第12章(第2/3页)

胡葚却是寻摸出些门道,她自己随着喜好来,动情的更明显。

只是在她下意识出声大了些时,谢锡哮猝然回过头看她,错愕与耻辱混在晦暗的眼底,叫她更能看得清他殷红的唇与透着薄粉的白皙长颈。

她看着他滑动的喉结,一点点挪到他的薄唇上,神思恍惚间,让她想起了卓丽男人捧着卓丽亲上去的那一口,惹得她也口干舌燥,跃跃欲试。

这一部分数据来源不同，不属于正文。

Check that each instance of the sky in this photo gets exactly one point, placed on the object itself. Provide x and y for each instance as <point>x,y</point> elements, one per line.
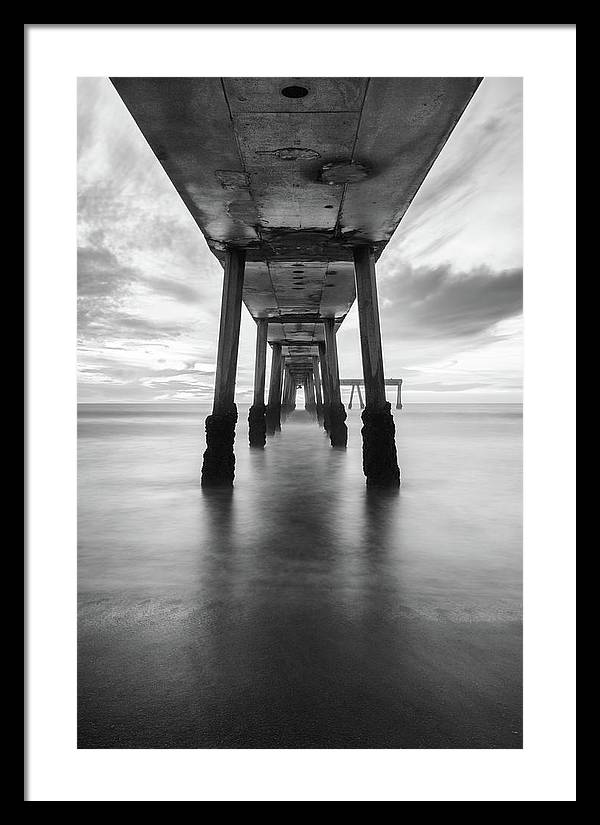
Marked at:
<point>449,281</point>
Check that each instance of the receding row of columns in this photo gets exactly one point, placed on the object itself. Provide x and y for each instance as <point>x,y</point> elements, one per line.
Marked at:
<point>320,381</point>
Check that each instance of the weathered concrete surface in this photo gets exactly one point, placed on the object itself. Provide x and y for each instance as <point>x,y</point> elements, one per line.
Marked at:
<point>297,181</point>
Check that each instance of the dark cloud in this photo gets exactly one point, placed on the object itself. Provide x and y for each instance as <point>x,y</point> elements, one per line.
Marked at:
<point>437,302</point>
<point>104,284</point>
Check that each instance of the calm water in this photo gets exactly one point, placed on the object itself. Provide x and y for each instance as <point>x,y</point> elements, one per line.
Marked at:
<point>300,610</point>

她也没有犹豫,想干就干,直接颔首对着他的薄唇亲上一口。

平心而论,没品出什么滋味。

但这下意料之外的动作叫谢锡哮猛地僵住:“你放肆!”

这种挑衅的折辱气得他当即就要起身将人掀翻,不给她继续羞辱自己,胡乱作乱的机会。

胡葚也急了,真怕就这么下去,直接环上他的脖颈紧紧抱着他,整个人贴入他的怀中,也正因如此,与他更是紧密相合,惹得谢锡哮险些没能受住,眉头紧紧蹙起,手死死扣住榻上褥子才没能出声。

胡葚不服他的出尔反尔:“你说可以随意碰的。”

谢锡哮咬牙道:“但这个不行。”

他声音沉哑的厉害,手上用力到青筋凸起:“松开我,快些,夜深了你还要到什么时候?”

胡葚犹豫一瞬,她也确实不想这么抱着他停下,只得试探着松了手。

只是再继续下去时,被谢锡哮盯着,竟让她心底生出些陌生的、难以分辨出的漾动,让她有些不自在。

“你别看我了。”

谢锡哮蹙眉闭上眼,压抑着火气一言不发。

胡葚想,天女造万物还真是有门道。

难怪羊犬都是在身后,要不然互相盯着看,即便是牲畜也会不自在罢。

*

第二日一早,胡葚带他去见了卓丽。

谢锡哮的视线将人打量,是个一眼便能看得出的纯朴鲜卑人。

深邃的眼,因日晒风吹而略黑略干的面皮,但笑起来很是亲和,手脚麻利,一双大手拿东西很稳却不毛燥,身侧是她的两个孩子,正如胡葚所说,养的黑壮,五岁的那个若放在中原,说是十岁也有人信。

只是这人有些害怕他。

他抱臂站在帐帘处,看着胡葚絮絮叨叨说了很多,还给了许多新缝制的东西交给卓丽,那些他见了眼熟,是她这几日不分白日黑夜缝出来的。

她倒是舍得。

卓丽压低声音用鲜卑话问她:“他对你好吗,在帐子里会打你吗?”

胡葚如实道:“现在还没有。”

卓丽讶然,撇了立在帐帘处那人一眼,更害怕了。

谢锡哮额角直跳,什么叫现在还没?

胡葚自顾自说起了嘱托,此去斡亦不知道什么时候能回来,拜托她照料一下那五个人,她笑着许诺:“斡亦的花很好看,冬日也开,回来的时候我给你带,你一定喜欢。”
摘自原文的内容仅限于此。